To identify and differentiate a specific anxiety disorder, Connolly uses the Anxiety Disorders Interview Schedule for DSM-IV: Child Version (ADIS-C).4 It gives the clinician symptoms that apply to children and adolescents, puts situations and anxieties into their language, provides ways to identify symptom severity, and includes a "feelings thermometer" to help children quantify and self-monitor levels of fear and interference with functioning, she said. Connolly added that clinicians can use sections of the ADIS-C to supplement their clinical interview. For the diagnostic interview of very young children, child psychiatrists may use play narrative assessment along with pictures, cartoons, and puppets.

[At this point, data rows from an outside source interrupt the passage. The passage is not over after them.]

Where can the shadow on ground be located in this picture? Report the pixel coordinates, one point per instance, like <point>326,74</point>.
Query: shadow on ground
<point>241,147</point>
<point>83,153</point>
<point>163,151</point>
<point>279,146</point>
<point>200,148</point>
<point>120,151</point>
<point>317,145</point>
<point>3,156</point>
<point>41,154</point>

The psychiatric assessment, according to the parameter, should consider differential diagnosis of other physical conditions and psychiatric disorders that may mimic anxiety symptoms, such as attention-deficit/hyperactivity disorder (ADHD) and possible adverse effects from caffeinated beverages and cold medicines. Comorbidity also needs to be carefully evaluated and considered in treatment planning, Connolly said.

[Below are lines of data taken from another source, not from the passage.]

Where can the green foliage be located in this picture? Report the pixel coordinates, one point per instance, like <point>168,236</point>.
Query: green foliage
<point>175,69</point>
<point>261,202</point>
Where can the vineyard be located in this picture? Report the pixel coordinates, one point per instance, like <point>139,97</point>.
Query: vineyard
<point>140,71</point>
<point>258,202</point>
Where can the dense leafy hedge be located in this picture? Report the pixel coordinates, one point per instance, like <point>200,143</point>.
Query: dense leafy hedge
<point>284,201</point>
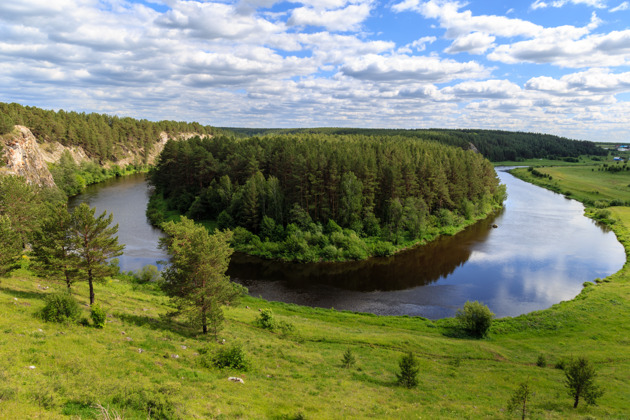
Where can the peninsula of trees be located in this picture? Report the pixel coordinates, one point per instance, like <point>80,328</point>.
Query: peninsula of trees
<point>311,197</point>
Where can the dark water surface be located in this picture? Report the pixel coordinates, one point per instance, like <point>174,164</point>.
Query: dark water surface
<point>541,253</point>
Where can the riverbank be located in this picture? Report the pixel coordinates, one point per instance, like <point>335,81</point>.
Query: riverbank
<point>317,243</point>
<point>141,361</point>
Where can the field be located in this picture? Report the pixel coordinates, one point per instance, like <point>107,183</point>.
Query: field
<point>584,183</point>
<point>144,365</point>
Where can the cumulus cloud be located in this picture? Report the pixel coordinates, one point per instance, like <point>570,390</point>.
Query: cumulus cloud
<point>473,43</point>
<point>623,6</point>
<point>398,68</point>
<point>344,19</point>
<point>541,4</point>
<point>313,63</point>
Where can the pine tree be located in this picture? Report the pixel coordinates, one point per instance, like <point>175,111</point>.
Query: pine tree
<point>196,279</point>
<point>409,369</point>
<point>95,243</point>
<point>54,246</point>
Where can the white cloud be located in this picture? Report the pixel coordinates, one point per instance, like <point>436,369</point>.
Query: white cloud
<point>473,43</point>
<point>623,6</point>
<point>344,19</point>
<point>540,4</point>
<point>398,68</point>
<point>567,48</point>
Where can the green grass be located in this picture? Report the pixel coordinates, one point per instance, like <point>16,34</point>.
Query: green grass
<point>78,367</point>
<point>583,160</point>
<point>584,183</point>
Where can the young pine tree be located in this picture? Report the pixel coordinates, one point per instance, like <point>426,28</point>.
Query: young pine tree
<point>95,242</point>
<point>409,369</point>
<point>196,279</point>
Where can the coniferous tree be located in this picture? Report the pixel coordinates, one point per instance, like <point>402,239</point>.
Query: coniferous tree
<point>580,381</point>
<point>409,369</point>
<point>195,278</point>
<point>55,247</point>
<point>95,242</point>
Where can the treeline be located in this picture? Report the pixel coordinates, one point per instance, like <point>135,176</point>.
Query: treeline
<point>335,188</point>
<point>496,145</point>
<point>102,136</point>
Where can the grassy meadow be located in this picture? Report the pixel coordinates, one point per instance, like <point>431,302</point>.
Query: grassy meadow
<point>143,364</point>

The parameter stresses that children often have multiple anxiety disorders and that anxiety disorders commonly co-occur with ADHD, depression, and substance abuse. In Connolly's work with anxious children in an urban medical center, she has also observed comorbid developmental problems, such as Asperger syndrome and comorbid PTSD. She urged clinicians to particularly ask about trauma in the child's life.
Clinical studies have shown that as many as one third of the children with ADHD have co-occurring anxiety disorders.5 At her clinic, Connolly said she commonly sees depression with anxiety, but she is also finding bipolar disorder (BD) in a subset of anxious children. Once they reach adolescence, Connolly added, children with anxiety disorders are at greater risk for comorbid alcohol abuse or depression.
A multimodal treatment approach for anxiety disorders, the parameter states, should consider education of the parents and the child about anxiety disorder, consultation with school personnel and primary care physicians, CBT, psychodynamic psychotherapy, family therapy, and pharmacotherapy.